There's a reference to oral sex in "Bang Bang." "Youngblood" includes two f-words and talks of a reckless youth who likes to get drunk. (Profanities elsewhere include two uses of "h---" and one of "p-ss.") On "Too Dumb to Die," Armstrong recalls smoking marijuana in high school ("I was a high school atom bomb/Going off on the weekends/Smoking dope and mowing lawns").
A smattering of lyrics hint at the kind of angry anarchy Green Day once embraced zealously. "Outlaws" glorifies destructive youthful vandalism: "Hooligans/We destroyed suburbia/When we were outlaws." And "Bouncing Off the Walls" hyperbolically sports old-school infatuation with Satan ("'Cause it's all that I want/And I want to be free/I got Satan riding next to me/'Cause we're all bloody freaks").
Back in 2009, I wrote of Green Day's latest album at the time, "21st Century Breakdown churns with cynicism and rage even as it wallows in despair. Moments of positive perspective on reality are few."
I can't say for sure what's happened to frontman Billie Joe Armstrong since then. But we know that in 2012 he had a well-publicized onstage breakdown himself, one that led to a stint in rehab. Perhaps that was the catalyst he needed to deal more deeply with some of his own anger and addiction issues, because seven years later, he's singing a pretty different tune.
To be sure, there are still moments of punkish rebelliousness here. But the despair I noted above has largely been replaced with something that feels like … maturity. Armstrong and Co. are still frustrated by the state of the world. But instead of unleashing their pent-up frustration in destructive, anarchic rage, they frequently deliver messages of hope and perseverance instead. There's a perspective on setbacks and suffering that's largely been absent from previous efforts. And they also recognize how violence, narcissism and social media can become a toxic stew.
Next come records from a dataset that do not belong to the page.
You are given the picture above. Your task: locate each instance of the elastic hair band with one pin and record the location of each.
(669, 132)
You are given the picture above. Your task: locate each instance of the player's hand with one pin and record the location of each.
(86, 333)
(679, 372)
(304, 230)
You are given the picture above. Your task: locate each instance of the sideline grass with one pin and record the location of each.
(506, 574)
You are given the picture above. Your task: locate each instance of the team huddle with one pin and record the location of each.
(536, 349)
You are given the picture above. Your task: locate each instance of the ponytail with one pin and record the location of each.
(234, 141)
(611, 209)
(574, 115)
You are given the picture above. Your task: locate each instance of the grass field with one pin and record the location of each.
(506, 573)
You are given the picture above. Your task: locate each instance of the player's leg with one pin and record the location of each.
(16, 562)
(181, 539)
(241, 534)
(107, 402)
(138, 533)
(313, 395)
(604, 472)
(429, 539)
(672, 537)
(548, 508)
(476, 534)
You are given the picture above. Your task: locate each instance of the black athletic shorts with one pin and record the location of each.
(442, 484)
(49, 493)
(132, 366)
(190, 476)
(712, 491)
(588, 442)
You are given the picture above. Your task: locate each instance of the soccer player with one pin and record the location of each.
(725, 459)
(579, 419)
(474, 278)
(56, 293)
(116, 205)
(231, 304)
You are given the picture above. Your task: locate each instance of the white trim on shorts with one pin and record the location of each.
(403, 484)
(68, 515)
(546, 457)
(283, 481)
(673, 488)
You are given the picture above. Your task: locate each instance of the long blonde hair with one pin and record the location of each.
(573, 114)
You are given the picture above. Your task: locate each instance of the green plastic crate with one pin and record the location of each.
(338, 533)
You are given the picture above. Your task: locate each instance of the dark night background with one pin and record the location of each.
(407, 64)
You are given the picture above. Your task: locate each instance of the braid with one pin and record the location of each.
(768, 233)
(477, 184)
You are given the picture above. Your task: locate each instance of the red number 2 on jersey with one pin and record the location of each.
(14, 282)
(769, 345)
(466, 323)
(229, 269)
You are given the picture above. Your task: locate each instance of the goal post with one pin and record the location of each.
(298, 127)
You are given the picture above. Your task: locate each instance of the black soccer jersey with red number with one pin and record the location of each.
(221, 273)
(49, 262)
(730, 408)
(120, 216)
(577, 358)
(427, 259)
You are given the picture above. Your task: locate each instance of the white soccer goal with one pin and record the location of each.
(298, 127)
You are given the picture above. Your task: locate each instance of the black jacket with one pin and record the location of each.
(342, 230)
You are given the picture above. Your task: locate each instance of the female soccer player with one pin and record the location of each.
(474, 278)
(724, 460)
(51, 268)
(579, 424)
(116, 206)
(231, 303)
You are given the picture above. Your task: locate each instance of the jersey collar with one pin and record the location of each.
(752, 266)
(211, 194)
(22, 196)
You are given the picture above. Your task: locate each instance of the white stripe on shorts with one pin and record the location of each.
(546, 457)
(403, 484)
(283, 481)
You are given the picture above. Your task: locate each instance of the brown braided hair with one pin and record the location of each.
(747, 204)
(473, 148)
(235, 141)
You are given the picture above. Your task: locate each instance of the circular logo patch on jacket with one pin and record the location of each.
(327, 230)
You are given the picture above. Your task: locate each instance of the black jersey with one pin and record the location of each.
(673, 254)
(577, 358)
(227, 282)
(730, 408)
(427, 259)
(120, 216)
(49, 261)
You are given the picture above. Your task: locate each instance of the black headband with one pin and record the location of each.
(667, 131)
Even more surprising than that, I think, is the band's frequently articulated, almost spiritual sense of longing here. These guys yearn for the world to be a better place. They sing about praying, the state of their souls and lost innocence. They sing about life, death and truth. "Say Goodbye" even asks, "Oh Lord, have mercy on my soul." This is not the Green Day we've seen recently … or ever, really.
Revolution Radio isn't perfect. We've still got a smattering of harsh vulgarity and occasional moments where the band's anti-authoritarian tendencies bubble up. But this release nevertheless represents a revolution of sorts for Green Day and is, on balance, arguably the most upbeat album this band has ever released.